What’s more than the various legalization bills locking horns, the Republicans in the House as of late presented a bill seen as oppressive against MMJ clients in the work place. Republican House Bill 523 proposes that businesses don’t need to cover an employee’s legitimate use of medicinal cannabis and does not prevent managers from terminating, or declining to contract, somebody because of their need to utilize medical marijuana.

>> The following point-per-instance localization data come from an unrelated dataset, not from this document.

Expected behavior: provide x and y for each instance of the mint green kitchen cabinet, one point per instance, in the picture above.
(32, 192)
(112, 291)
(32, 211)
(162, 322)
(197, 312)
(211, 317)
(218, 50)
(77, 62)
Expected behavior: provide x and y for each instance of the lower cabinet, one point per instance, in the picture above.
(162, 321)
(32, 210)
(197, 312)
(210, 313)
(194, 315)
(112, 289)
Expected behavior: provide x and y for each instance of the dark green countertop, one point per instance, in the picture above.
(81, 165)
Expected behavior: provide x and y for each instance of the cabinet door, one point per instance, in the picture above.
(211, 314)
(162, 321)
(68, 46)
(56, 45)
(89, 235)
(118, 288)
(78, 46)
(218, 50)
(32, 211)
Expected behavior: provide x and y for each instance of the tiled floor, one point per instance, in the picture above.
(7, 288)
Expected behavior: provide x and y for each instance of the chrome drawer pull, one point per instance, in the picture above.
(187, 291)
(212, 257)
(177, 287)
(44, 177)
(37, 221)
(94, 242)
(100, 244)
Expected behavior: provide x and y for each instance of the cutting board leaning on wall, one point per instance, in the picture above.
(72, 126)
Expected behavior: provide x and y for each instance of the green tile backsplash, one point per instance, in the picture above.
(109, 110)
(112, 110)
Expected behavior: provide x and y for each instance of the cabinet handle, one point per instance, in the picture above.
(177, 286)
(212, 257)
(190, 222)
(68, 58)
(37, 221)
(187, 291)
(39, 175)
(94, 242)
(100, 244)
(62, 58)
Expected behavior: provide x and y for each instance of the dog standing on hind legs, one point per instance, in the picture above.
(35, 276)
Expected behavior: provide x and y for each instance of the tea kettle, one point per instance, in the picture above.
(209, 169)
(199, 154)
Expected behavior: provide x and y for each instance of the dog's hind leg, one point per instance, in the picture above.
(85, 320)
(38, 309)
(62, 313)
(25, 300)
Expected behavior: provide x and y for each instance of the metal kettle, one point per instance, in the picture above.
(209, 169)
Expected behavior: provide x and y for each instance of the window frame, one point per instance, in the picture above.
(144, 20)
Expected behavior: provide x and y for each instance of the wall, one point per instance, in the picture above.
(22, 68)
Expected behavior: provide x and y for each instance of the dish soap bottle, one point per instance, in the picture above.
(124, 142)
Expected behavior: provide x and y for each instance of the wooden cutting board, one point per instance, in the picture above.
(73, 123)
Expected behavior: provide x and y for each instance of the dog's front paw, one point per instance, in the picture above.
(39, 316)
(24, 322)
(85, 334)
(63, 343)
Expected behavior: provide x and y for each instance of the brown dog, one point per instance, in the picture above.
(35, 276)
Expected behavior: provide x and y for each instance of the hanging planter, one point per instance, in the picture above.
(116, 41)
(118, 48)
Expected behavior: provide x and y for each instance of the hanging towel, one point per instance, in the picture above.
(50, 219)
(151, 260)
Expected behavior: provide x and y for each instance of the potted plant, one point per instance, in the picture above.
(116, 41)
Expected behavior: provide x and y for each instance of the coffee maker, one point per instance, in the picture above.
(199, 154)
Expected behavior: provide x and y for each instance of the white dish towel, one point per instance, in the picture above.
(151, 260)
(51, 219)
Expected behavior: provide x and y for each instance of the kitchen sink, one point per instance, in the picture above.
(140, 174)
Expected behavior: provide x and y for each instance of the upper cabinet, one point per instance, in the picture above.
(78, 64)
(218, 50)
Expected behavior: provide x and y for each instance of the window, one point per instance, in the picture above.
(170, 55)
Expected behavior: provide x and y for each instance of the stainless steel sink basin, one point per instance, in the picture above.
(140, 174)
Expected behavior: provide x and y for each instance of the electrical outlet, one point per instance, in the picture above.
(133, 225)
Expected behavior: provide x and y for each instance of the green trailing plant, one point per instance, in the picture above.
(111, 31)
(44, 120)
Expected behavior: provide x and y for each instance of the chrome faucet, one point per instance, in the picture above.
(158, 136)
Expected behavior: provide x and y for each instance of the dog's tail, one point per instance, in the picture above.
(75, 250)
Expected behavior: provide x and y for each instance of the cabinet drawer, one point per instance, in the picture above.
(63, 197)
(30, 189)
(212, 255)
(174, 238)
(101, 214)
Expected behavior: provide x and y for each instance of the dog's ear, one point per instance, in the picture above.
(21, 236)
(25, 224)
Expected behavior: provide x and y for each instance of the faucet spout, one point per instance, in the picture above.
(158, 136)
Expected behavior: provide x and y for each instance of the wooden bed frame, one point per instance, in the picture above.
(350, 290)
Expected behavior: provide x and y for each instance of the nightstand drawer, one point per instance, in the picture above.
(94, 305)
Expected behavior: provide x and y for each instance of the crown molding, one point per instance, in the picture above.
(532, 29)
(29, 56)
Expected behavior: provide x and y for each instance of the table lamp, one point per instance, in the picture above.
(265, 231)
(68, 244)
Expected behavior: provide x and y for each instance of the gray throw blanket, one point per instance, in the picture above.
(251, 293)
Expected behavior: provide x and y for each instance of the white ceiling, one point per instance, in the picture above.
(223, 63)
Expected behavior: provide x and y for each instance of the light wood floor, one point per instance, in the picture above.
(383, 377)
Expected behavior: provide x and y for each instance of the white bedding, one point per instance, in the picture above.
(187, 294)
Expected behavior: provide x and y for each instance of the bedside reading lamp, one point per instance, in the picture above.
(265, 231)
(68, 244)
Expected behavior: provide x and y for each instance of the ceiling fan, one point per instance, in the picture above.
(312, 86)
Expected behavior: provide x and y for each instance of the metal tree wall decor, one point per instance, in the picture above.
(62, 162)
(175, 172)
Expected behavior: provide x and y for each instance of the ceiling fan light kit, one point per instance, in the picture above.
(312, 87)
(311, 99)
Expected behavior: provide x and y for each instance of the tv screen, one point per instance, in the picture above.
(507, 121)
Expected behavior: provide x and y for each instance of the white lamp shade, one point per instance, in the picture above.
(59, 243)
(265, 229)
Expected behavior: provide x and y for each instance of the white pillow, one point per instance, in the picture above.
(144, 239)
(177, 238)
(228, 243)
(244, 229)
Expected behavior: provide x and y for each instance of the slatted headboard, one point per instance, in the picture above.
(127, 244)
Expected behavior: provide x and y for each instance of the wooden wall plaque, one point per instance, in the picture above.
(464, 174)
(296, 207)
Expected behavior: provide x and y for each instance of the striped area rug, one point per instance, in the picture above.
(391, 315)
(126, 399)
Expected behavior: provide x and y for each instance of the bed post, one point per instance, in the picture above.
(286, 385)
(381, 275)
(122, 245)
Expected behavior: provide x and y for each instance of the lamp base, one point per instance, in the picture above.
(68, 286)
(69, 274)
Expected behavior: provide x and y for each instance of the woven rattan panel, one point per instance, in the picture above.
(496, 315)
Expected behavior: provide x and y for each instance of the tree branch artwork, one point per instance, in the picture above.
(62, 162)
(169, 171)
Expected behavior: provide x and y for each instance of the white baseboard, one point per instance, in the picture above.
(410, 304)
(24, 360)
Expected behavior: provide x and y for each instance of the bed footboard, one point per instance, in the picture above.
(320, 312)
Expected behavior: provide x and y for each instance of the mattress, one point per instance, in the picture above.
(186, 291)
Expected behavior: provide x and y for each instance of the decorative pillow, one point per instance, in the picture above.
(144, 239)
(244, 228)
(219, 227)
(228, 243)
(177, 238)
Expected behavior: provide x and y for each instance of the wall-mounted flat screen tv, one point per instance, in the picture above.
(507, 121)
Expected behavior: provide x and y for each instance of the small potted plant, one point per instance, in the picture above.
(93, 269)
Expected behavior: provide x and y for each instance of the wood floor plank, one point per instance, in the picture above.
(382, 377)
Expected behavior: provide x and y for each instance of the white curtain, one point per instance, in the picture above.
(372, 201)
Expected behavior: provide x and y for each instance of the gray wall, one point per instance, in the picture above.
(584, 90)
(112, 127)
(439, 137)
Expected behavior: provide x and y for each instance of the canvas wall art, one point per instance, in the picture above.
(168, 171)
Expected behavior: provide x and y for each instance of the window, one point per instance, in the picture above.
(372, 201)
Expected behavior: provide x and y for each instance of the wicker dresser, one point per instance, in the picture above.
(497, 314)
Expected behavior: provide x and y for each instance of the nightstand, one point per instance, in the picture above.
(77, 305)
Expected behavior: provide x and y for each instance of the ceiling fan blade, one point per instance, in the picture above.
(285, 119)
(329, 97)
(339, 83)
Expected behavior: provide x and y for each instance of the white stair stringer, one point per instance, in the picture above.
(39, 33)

“A person who is discharged from employment because of that person’s use of medical marijuana shall be considered to have been discharged for just cause,” the GOP Bill says.
Ohio Marijuana Policy Project’s proposed bill particularly expresses the inverse—medical cannabis use ought to neither change nor influence the occupation relationship between a private business and a worker. United Ohio, a coalition of cannabis activists, said the Republican proposition risks patients’ wellbeing at the impulse of “changes in a political party” and puts patients and guardians at danger for being put into jail.
Declarations spoken at a meeting of a few Ohio Chambers of Commerce safeguarded businesses’ strategies, including drug screenings. The chambers additionally look to guarantee that laborers let go due to MMJ-related infringement can’t get unemployment benefits. At the same time, as the medical marijuana fight seethes in Ohio, there are the individuals who have become sick of sticking around.